Romney vows to restore US strength as Dems counter-attack
Republican candidate Mitt Romney vowed to restore American strength and avert "fiscal calamity" Sunday, as his re-energized presidential campaign drew a furious Democratic response.
With campaign battle lines re-forming, surrogates for President Barack Obama took to Sunday talk shows to cast Romney and his new running mate, Paul Ryan, as bent on dismantling cherished entitlements like public health insurance and pensions for seniors.
But Romney and Ryan sought to portray themselves as the answer to a US economy struggling with high unemployment.
"I've got good news for you. And that is that this nation is going to come roaring back," Romney said with Ryan looking on, amid enthusiastic applause at a rally at a NASCAR stock car racing facility in North Carolina.
Romney attacked Obama as making the United States "more and more like Europe," with its "chronic high unemployment, low wage growth and fiscal calamity right at the door."
"I don't want to be like Europe. I want to be like America," Romney said.
But Democrats mounted a furious counter-attack, casting Romney's choice of running mate as evidence that Republicans want to demolish social programs like Medicare, the politically sensitive public health insurance plan for seniors.
"He's the guy who's the architect of a plan to end Medicare as we know it and turn it into a voucher program and shift thousands of dollars of costs onto senior citizens," said David Axelrod, a senior Obama campaign adviser.
"He's someone who was the architect of a Social Security privatization scheme that was so out there that even George Bush called it irresponsible," he said.

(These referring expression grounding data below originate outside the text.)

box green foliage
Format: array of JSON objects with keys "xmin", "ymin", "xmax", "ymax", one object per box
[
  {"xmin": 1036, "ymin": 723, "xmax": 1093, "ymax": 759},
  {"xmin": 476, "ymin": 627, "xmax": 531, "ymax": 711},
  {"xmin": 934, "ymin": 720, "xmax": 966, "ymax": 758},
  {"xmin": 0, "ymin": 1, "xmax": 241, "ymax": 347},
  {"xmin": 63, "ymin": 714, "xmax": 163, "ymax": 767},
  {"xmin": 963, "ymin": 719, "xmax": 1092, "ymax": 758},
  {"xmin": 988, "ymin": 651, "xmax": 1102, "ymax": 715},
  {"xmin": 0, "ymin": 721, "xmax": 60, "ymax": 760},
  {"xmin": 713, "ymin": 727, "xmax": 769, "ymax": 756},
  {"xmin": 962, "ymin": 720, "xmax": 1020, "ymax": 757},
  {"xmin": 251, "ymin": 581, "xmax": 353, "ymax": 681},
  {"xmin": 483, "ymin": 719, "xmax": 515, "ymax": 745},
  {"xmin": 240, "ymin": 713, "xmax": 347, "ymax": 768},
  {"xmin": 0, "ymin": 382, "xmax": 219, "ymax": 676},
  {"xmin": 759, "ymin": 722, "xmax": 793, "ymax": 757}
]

Ryan, a Wisconsin congressman, is the author of a Republican budget and deficit-cutting plan that calls for deep cuts in US spending to deal with what Republicans say are unsustainable levels US spending and debt.
The choice to put him on the Republican ticket was seen by many as a bold, but risky move that will re-focus the US presidential campaign on debt and deficit issues amid the sluggish US economic recovery.
"I think it will be a booster shot within his own party," Axelrod acknowledged. "I think the Tea Party is excited. I think the social conservatives are excited."
"This was a defining choice for Mitt Romney, and now it's also a clarifying choice for the American people," he said.
Democrats and Republican alike described the direction that Romney has taken as one that will set up stark choices for American voters when they go to the polls in November over the role of the federal government.
"And it's a big debate, it's an important debate," said former Minnesota governor Tim Pawlenty, who many had thought would be Romney's vice-president pick.
"But unlike the president, they're actually willing to lead, they're actually willing to put meat on the bones, and put specific proposals on the table, and I think the American public will respect and appreciate that."
Some Republicans sought to put some distance between Romney's campaign and Ryan's controverisal plans, particularly the proposal to change Medicare with a voucher system.
"I think that Mitt Romney appreciates and admires the work and the ideas that Paul Ryan has done. But Mitt Romney has his own plan," said Reince Priebus, chair of the Republican National Committee, on NBC's "Meet the Press."
In recent weeks, Romney has slumped behind Obama in opinion polls, with the incumbent taking a clear lead nationally and in most of the dozen swing states that will decide the November 6 election.
A Fox News national poll out Thursday put Obama at 49 percent to Romney's 40, while a CNN poll had Obama at 52 percent, seven points up on the former Massachusetts governor.
But by picking Ryan, a favorite of small government conservatives, and embarking on a four-day bus tour across battleground states -- expanded to allow voters in Wisconsin to laud their native son on Sunday -- Romney hopes to gain the upper hand in the race.
The two were stumping together Sunday in North Carolina and Wisconsin, but will then part ways, with Romney traveling solo to the biggest battleground states of all, Florida and Ohio.
"This has more to do with expanding our bandwidth," Romney aide Kevin Madden told reporters, dismissing suggestions that Ryan was not going to Florida because of concerns over how the state's big population of retirees would react to his Medicare plans.